1.In order to commit our company every order must be confirmed in our office. 2.We take all useful steps in order to respect the terms of delivery and we do not accept any delay penalty. 3.A delay in the delivery may not in any case lead to a cancellation of the order. 4.The goods are dispatched at the own risks of the consignee. 5.In order to be valid any complaint must be made in writing to our company, at the latest within the 5 days following receipt of the goods. 6.All the invoices are to be paid in Buggenhout. 7.Our agents or representatives do not have authority to collect the amount of the invoice except explicit stipulation. 8.The risk of change is chargeable to the buyer. 9.In the absence of any express written provision to the contrary, all invoices are payable cash. 10.Any amount unpaid on the due date shall, automatically and without prior notice, bear interest at a rate 2 % above the Belgian legal interest rate, with a minimum interest rate of 12 %. 11.We reserve the right to increase by 10 % the amount of any invoice unpaid on the due date. The minimum amount of any such increase shall be the lump sum of 50 EUR. 12.Should an invoice remain unpaid on the due date, all invoices shall immediately become due for payment, regardless of their original date of maturity. 13.Should the buyer fail to honour his engagements, we may proceed to the cancellation of the contract. Such action shall in no way limit or prejudice our rights to claim damages. 14.If in our opinion there is a deterioration in the creditworthiness of the buyer on account of measures of judicial execution against the buyer and/or other negative demonstrable events, we reserve the right to suspend all or part of any contracts in operation and to ask the buyer to provide such guarantees as we may deem proper to ensure the fulfilment by the buyer of his engagements under the contract. Such request may be made before or after the delivery of all or part of any order. Should the buyer fail to meet any reasonable demand for such a guarantee, we shall have the right to cancel all or part of any contracts in operation. Such action shall not in any way limit or prejudice our other rights for damages and interests.

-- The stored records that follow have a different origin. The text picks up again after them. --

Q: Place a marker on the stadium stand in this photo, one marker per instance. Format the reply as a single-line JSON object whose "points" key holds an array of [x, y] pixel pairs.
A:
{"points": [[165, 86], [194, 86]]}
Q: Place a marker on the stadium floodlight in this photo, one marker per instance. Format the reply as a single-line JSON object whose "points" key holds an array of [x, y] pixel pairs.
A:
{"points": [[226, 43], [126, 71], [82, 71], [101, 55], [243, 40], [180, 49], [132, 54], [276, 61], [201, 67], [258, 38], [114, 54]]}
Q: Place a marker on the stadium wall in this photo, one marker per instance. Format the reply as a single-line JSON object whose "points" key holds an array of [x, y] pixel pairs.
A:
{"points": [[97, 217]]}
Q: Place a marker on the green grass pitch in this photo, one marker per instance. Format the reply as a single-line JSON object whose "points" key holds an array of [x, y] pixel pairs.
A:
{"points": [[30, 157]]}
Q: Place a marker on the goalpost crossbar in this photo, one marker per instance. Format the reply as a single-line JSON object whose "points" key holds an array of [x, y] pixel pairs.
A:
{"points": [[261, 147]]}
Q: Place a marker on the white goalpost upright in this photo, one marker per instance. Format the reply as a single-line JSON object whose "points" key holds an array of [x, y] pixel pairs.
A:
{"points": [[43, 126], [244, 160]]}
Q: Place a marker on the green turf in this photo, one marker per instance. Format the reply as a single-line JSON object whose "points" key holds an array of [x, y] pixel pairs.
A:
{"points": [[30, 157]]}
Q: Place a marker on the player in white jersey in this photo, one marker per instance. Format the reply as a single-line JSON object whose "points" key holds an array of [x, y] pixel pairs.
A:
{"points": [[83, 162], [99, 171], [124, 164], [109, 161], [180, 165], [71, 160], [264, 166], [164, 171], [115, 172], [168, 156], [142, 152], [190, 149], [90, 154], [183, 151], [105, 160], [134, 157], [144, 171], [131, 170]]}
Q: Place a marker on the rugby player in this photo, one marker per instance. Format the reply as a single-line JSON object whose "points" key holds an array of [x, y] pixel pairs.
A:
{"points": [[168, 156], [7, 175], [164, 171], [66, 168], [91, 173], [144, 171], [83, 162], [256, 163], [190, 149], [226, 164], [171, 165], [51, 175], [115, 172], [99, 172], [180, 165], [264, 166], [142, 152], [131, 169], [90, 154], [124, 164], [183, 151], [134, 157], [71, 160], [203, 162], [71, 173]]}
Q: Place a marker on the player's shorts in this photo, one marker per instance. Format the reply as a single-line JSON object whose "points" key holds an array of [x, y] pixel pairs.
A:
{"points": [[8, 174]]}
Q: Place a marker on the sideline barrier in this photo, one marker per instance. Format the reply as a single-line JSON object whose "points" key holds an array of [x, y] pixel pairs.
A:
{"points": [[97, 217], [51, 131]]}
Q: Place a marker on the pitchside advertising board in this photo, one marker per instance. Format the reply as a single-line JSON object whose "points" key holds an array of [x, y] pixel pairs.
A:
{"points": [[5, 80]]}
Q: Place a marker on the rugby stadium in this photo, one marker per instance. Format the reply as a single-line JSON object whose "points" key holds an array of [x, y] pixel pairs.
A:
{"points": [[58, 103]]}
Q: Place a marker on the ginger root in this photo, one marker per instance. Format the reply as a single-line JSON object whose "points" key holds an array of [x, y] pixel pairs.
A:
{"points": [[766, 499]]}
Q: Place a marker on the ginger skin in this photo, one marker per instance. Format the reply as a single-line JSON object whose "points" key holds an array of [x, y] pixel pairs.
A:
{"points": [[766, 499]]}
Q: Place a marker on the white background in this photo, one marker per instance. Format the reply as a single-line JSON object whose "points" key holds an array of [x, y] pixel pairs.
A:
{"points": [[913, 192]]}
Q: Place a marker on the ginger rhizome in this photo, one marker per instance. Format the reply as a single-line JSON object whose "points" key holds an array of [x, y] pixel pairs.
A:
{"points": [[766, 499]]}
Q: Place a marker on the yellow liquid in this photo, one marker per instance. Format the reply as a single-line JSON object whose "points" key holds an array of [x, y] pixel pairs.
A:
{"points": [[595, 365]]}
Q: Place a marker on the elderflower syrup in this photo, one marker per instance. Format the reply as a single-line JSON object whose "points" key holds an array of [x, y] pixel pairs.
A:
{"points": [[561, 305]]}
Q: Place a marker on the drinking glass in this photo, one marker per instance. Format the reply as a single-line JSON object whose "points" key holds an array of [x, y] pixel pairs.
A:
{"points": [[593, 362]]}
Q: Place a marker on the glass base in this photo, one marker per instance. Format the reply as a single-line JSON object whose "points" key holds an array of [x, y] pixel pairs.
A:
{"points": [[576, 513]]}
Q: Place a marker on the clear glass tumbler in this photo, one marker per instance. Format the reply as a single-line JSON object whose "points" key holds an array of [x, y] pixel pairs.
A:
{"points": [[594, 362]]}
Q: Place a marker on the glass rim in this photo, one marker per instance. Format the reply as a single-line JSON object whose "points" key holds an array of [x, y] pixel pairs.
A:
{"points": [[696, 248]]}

15. RETENTION OF TITLE Raverco remains the owner of all goods supplied to the customer until such time payment has been received in full from the purchaser. The goods shall remain property of Raverco and the buyer shall store them so that they are readily identifiable as Raverco’s goods, until such time as payment for them and for all other goods agreed to be sold to the company had been received in full. If the goods have been resold, Raverco’s beneficial entitlement shall be attached to the proceeds of the re-sale and will be able to claim the full purchase price of the proceeds received. Where ownership of any goods remains vested in the Company, the Company shall be entitled to repossess any goods supplied at any time. Raverco may for the purpose of recovering its goods enter upon any premises where they are stored or where they are reasonably thought to be stored and may repossess the same. It is the sole responsibility of the purchaser to ensure that all goods received from the Company are fully insured against any eventually including, but not limited to, fire, theft, flooding, etc, until such time ownership of goods has passed to the purchaser. Should goods become damaged in any way after they have been received by the purchaser, the purchaser will be liable to pay to the Company the full purchase price of the goods.
16. The conditions of this contract shall not be modified in any way by the drawing or acceptance of a bill of exchange or by any other arrangement, nor shall any such act constitute a novation.
17. Disputes arising out of this contract shall be referred to the Courts of Dendermonde or, at our discretion, to the Courts having jurisdiction at the buyer’s domicile.